La situation devient critique

Depuis quelques années, il devient difficile dans certains établissements, de trouver des professeurs principaux volontaires en nombre suffisant alors même que cette mission est considérée comme fondamentale à la fois par l’administration et par les enseignants.
La charge de travail est exponentielle, les responsabilités écrasantes, et la rémunération mesquine est restée coincée aux années 1990.
L’an passé plusieurs établissements ont lancé des mots d’ordre de démission, faisant vivement réagir les rectorats. Face au refus du ministre d’entendre la contestation sur la réforme du lycée et du bac, ainsi que de l’orientation scolaire, le SNES-FSU a donné le mot d’ordre de refus collectif des missions de professeur principal. C’est une action très coûteuse, équivalente à 10 jours de grève, mais qui frappe le système en un point crucial.

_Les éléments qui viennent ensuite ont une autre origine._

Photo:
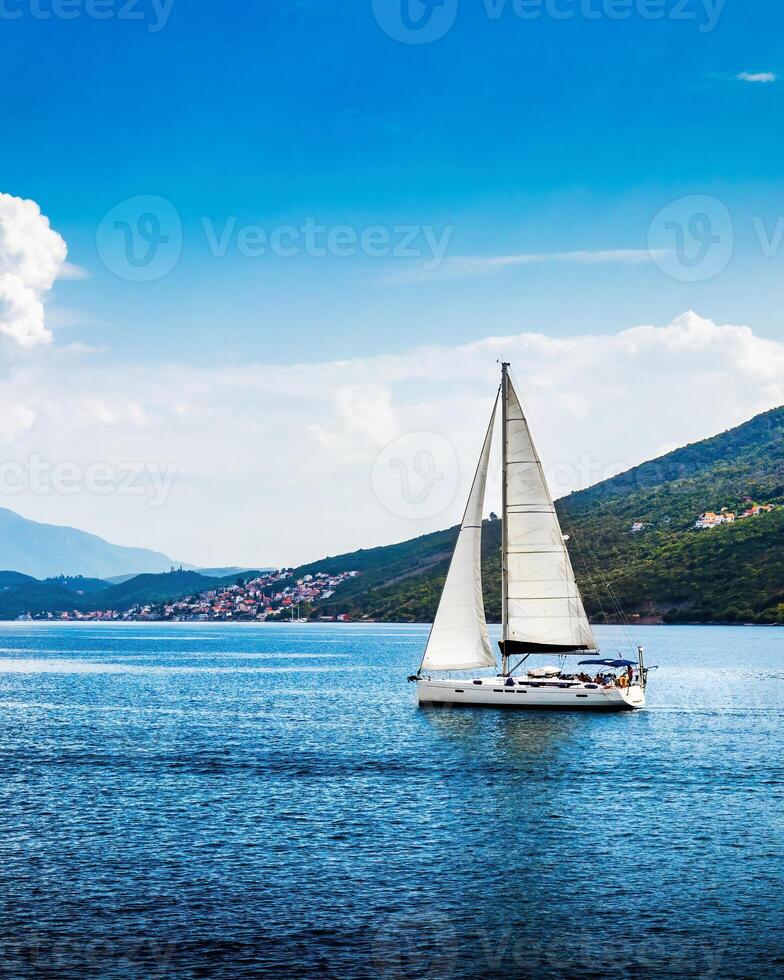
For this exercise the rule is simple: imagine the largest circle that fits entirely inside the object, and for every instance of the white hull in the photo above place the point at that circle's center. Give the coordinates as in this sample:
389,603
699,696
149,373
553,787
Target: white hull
527,693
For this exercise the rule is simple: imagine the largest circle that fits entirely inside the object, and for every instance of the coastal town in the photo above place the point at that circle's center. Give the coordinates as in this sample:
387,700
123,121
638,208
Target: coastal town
712,519
272,596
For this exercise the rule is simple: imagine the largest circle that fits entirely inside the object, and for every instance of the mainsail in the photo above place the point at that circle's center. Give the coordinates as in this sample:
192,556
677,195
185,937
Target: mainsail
458,639
543,611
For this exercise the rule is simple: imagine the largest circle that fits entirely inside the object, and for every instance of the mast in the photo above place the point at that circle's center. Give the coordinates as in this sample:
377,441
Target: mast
504,521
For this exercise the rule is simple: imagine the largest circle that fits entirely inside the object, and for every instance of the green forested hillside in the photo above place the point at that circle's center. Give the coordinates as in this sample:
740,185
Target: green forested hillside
669,571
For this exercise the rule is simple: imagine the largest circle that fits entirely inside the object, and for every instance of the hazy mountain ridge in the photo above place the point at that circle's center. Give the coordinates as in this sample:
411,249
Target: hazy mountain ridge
48,550
668,571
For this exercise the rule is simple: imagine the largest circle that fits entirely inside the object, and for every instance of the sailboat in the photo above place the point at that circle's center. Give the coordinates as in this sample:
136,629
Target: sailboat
542,609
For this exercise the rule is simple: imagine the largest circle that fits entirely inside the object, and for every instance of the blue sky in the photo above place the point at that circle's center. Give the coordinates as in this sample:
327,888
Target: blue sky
553,160
524,136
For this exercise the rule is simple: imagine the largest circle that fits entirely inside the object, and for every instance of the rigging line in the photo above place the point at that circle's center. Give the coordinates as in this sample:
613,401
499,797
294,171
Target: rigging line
615,603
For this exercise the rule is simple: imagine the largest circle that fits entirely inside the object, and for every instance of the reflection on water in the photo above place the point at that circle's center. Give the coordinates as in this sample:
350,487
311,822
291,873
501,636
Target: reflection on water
245,801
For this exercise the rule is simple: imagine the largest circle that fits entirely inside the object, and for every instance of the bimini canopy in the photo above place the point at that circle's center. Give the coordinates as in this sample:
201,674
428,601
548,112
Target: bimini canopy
609,663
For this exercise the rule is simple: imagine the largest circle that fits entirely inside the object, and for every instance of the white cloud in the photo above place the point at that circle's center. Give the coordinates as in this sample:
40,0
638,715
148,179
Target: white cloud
758,77
477,265
275,463
32,256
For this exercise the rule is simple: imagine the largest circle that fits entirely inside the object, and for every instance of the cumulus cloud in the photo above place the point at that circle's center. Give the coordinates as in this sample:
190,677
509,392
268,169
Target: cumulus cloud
32,256
279,463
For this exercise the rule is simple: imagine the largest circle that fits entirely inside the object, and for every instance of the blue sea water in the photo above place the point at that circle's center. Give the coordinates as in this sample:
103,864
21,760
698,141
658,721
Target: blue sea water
232,801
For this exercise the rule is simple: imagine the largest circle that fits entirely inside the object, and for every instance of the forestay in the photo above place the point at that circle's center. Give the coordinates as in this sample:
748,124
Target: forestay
458,639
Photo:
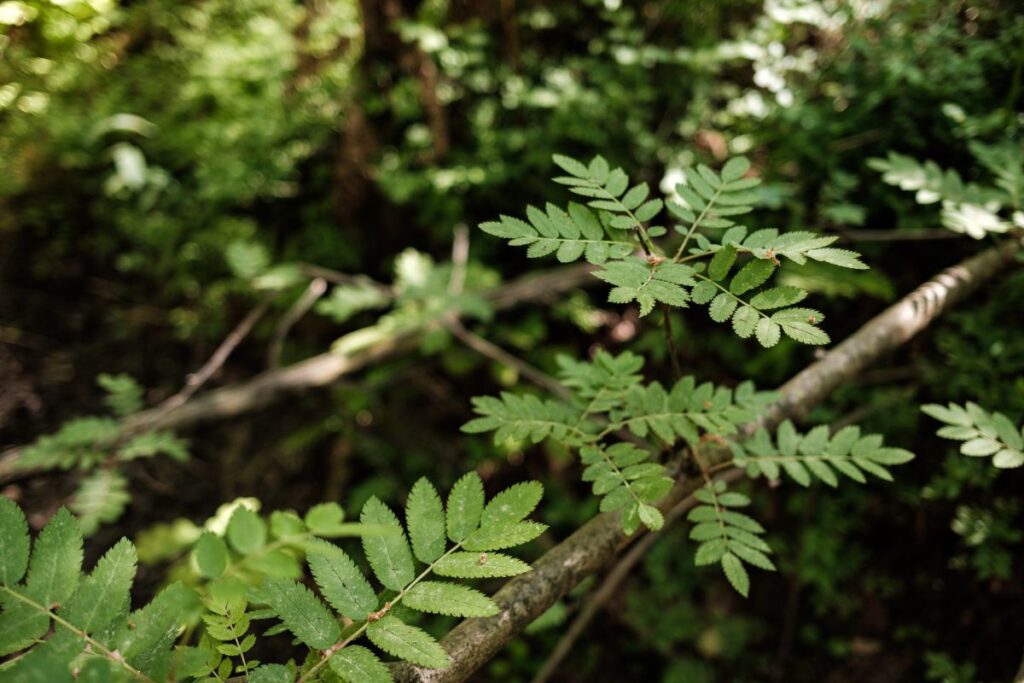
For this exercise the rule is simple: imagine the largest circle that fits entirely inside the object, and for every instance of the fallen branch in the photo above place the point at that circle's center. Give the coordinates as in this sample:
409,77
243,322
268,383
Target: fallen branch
274,385
612,583
591,548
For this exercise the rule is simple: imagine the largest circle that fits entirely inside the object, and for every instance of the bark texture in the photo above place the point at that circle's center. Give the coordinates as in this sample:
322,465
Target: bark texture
596,544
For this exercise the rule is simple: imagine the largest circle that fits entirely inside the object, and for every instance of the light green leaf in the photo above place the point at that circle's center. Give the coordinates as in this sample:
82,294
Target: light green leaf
407,642
157,626
210,555
388,555
425,519
722,307
498,537
721,262
513,504
735,168
355,664
465,505
271,673
753,274
736,573
56,561
451,599
302,612
768,333
479,565
744,321
246,531
326,519
14,541
980,446
103,595
340,581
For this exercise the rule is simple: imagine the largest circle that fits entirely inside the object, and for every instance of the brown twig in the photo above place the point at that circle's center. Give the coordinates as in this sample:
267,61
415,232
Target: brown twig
322,370
497,353
590,548
670,339
898,236
196,381
301,306
613,581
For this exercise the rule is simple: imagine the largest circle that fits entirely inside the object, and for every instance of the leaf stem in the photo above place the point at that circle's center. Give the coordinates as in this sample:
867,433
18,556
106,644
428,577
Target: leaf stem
331,651
95,644
694,225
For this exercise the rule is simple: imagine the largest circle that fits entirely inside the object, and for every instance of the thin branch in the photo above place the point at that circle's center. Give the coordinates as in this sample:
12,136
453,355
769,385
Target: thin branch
336,278
898,236
460,256
670,339
323,370
497,353
612,582
196,381
589,549
301,306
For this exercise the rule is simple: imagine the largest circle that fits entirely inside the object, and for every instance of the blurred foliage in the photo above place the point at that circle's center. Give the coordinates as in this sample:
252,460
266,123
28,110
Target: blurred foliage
165,167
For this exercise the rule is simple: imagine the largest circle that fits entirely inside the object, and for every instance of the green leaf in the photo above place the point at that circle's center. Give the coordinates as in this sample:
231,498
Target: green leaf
479,565
14,541
157,626
246,531
650,516
722,307
721,262
388,555
570,166
210,555
710,552
302,612
407,642
735,168
954,415
841,257
355,664
980,446
103,594
498,537
450,599
768,333
101,498
425,519
513,504
465,505
56,561
341,582
736,574
744,321
271,673
805,333
325,519
753,274
777,297
752,556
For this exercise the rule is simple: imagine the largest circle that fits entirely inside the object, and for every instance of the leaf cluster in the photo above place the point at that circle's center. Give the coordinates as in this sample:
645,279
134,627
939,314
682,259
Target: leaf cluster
818,455
983,433
609,408
621,238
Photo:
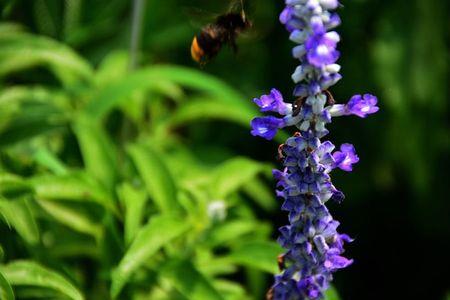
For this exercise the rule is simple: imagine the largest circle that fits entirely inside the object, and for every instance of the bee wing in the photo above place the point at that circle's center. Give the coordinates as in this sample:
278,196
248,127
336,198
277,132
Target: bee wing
199,17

Les dégâts collatéraux de la réforme

Mais il semble qu’il ne soit même pas besoin de mot d’ordre pour tarir le vivier de professeurs principaux : la réforme le fait d’elle-même. Outre l’inquiétude face à la charge de travail et aux nouveautés, elle crée une pénurie structurelle. En effet, dans les lycées qui ont joué la carte de « l’esprit de la réforme », en classe de Première seuls les professeurs d’histoire-géographie, de français, et d’enseignement scientifique voient réellement l’ensemble des élèves d’une classe sur un horaire suffisant. Les professeurs d’EPS, de LV n’ont souvent qu’une partie des élèves. Les professeurs de SVT et de physique chimie ne les voient qu’une heure par semaine. Quant aux professeurs des enseignements de spécialités, ils ont des élèves issus de groupes de tronc commun multiples.
Pour eux, il faut compter avec 5, 6 ou plus de PP s’ils veulent assurer le suivi de leurs élèves. Et autant de conseils de classe. Pour les PP, il faut faire avec des équipes pléthoriques, parfois plus nombreuses que les élèves eux-mêmes.
Et ce n’est rien : l’an prochain il faudra en trouver deux pour les élèves de terminale !

Savoir se défendre

Dans ce contexte les équipes de direction se retrouvent parfois en difficulté et n’hésitent pas à relancer avec insistance les collègues qui ne sont pas candidats. C’est pourquoi un bref rappel est nécessaire.
Le Code de l’éducation stipule en effet que les élèves doivent avoir un professeur principal. C’est la loi. Mais les textes qui régissent la fonction de professeur principal et notamment la circulaire de 2018 précise que la mission est confiée « avec l’accord de l’intéressé. » Un enseignant qui refuse d’assurer la mission de professeur principal est dans son droit.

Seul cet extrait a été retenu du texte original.